From: Martin Pieuchot <mpi@openbsd.org>
Subject: Re: Don't unlock vnode(9) in fifo_read() and fifo_write()
To: Vitaliy Makkoveev <mvs@openbsd.org>, tech@openbsd.org
Date: Thu, 18 Apr 2024 13:07:12 +0200

On 18/04/24(Thu) 11:52, Claudio Jeker wrote:
> On Thu, Apr 18, 2024 at 11:42:09AM +0200, Martin Pieuchot wrote:
> > On 17/04/24(Wed) 18:33, Vitaliy Makkoveev wrote:
> > > On Tue, Apr 16, 2024 at 04:30:08PM +0200, Claudio Jeker wrote:
> > > > On Tue, Apr 16, 2024 at 04:15:05PM +0300, Vitaliy Makkoveev wrote:
> > > > > I suspect syzkaller reported panics [1] and [2] happened because sockets
> > > > > were closed due vnode(9) lock release.
> > 
> > How did you come to this conclusion?
> > 
> > The bug is a NULL dereference:
> > 
> > uvm_fault(0xfffffd806d2c9780, 0x8, 0, 1) -> e
> > kernel: page fault trap, code=0
> > Stopped at      fifo_write+0x4e:        movq    0x8(%rax),%r12
> > 
> > I don't have the same assembly here, but the offset 0x8 seems to correspond
> > the `a_uio' field.   So the argument passed to fifo_write() is NULL.
> > 
> > How can it be NULL?
> 
> As I mentioned I think the problem is that the vnode got recycled and UFS is
> using a now bad vnode for a totally different operation.
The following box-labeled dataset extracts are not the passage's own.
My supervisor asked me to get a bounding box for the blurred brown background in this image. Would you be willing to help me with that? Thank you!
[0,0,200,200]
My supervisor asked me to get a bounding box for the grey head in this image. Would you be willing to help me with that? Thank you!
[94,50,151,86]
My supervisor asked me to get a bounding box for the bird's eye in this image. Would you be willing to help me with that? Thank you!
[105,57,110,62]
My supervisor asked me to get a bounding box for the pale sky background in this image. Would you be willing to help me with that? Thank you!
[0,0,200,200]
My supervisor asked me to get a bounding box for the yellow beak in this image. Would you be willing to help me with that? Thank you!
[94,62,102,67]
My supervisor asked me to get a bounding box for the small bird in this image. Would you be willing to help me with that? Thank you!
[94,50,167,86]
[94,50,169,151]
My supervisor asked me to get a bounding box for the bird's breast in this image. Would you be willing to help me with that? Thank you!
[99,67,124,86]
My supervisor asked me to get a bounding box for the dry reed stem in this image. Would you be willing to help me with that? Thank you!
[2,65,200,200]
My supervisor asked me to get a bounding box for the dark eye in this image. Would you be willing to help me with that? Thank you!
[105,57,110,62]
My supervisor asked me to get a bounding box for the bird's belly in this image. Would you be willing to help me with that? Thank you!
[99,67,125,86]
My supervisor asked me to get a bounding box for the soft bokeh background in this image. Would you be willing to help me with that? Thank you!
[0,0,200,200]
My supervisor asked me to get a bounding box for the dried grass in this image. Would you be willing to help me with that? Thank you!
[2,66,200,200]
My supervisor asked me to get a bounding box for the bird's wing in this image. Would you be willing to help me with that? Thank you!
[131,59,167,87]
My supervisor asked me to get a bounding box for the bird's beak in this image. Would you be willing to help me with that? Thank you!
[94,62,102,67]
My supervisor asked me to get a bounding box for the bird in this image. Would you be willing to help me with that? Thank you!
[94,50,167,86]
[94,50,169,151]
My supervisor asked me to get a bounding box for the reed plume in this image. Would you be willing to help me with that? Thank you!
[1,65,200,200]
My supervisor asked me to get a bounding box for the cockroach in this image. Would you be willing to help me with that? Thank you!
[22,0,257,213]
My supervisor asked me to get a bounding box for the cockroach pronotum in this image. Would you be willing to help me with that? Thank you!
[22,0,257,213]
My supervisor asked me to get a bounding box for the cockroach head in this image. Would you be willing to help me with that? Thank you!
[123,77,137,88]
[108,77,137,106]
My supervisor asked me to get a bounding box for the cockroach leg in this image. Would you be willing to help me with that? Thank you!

This is why nothing
> makes sense.

How can it be recycled in the middle of ufs_synlink()?  The vnode should
have a valid reference since vput() is called after vn_rdwr().  So
unlocking the vnode shouldn't be a problem there.  I don't understand
what's happening here.  Somebody wants to look at the reproducer?